5.1 Time-varying Sequential Method (TS)

Constant and T-Pop are the two that use observation matrix. The problem with these two methods is that the time periods are independent from each other. The propensity calculated using either of the methods is only based on the current time period. However, this isn’t the case in real-life example: people’s interests from yesterday can affect what people favor today which means each time period should be dependent on the previous ones. From this theory, we devise an equation to mimic the behavior:

\( {p_{u,i,t}}=β{p_{u,i,t−1}}+α{(p_{u,i,t}}−{p_{u,i,t−1}})(18) \)

The calculation for propensity won’t change, but we gave weight to the previous time period, so the previous propensity will affect the current propensity. \( β \) and \( α \) are two hyper-parameters that together control how much we should trust the propensity: if \( β \) is larger, it means we trust the previous propensity more, else otherwise.

5.2 Time-varying Neural Collabrative filtering (NCF)

Time-varying Neural Collaborative Filtering (TNCF) that we proposed, builds on the framework of NCF that is demonstrated in the figure below:

/word/media/image2.png

Figure 2: Neural Collaborative Filtering Framework

It is constructed with the input layer, embedding layer, NCF layer, and output layer.
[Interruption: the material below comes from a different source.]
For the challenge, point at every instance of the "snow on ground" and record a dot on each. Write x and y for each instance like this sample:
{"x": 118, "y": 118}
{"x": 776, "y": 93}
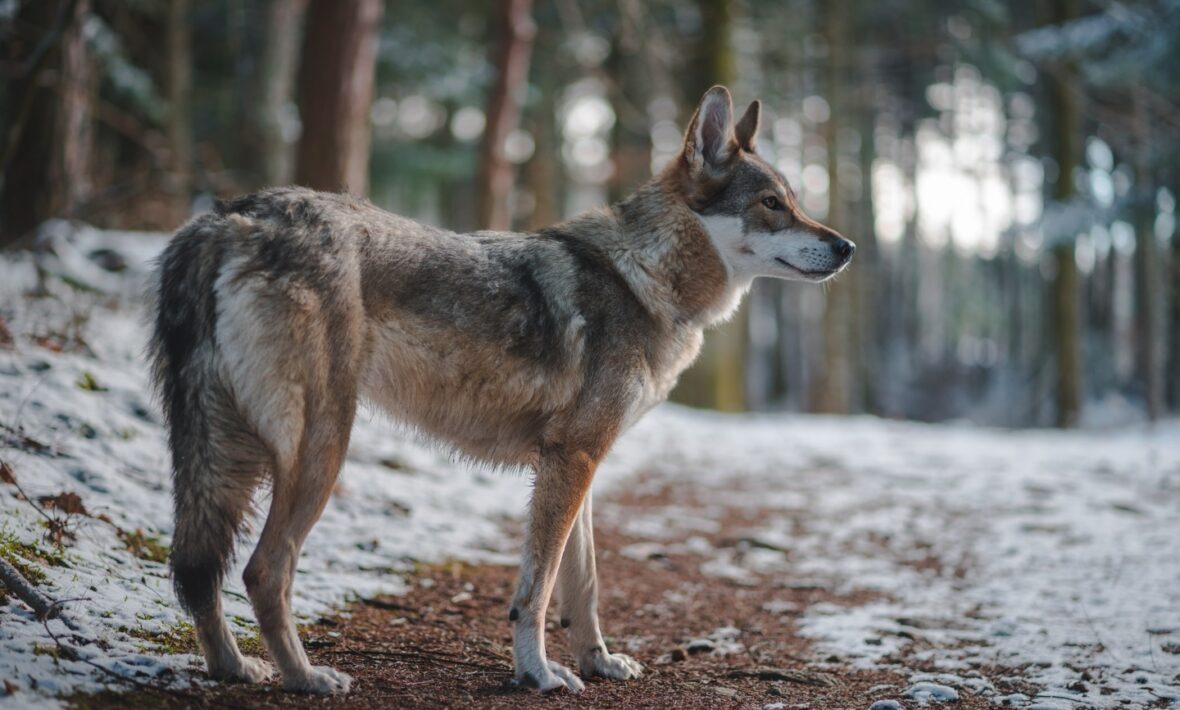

In this work, there are two feature vectors in the input layer that describe user u and item i, only user and item identities are used as input features, then transforming them to a binarized sparse vector. The embedding layer lies above the input layer, it's a fully connected layer that translates sparse vectors into a dense representation. The obtained user (item) embedding can be identified as the latent factor, and they are then passed into a multi-layer neural architecture, namely, the NCF layer. NCF layers can be customized to discover certain latent structures of interaction between a user and an item. The final output layer is the predicted score, and training is conducted by minimizing the loss between predicted score and its target value. Thus, the formulated NCF predictive model can be described as:

\( {\hat{y}_{ui}}=f(u,i|Θ）(19) \)

Where \( Θ \) represents the parameters. Function f here refers to the NCF layer, where Multi-Layer Perceptron (MLP) can be placed. NCF uses two paths to model users and items, and then concatenate the two. But simple concatenation does not take into account the interaction between users and items. To solve this problem, a hidden layer is added to learn the interaction between user and item, not just the element-wise product that Generalized Matrix Factorization (GMF) takes.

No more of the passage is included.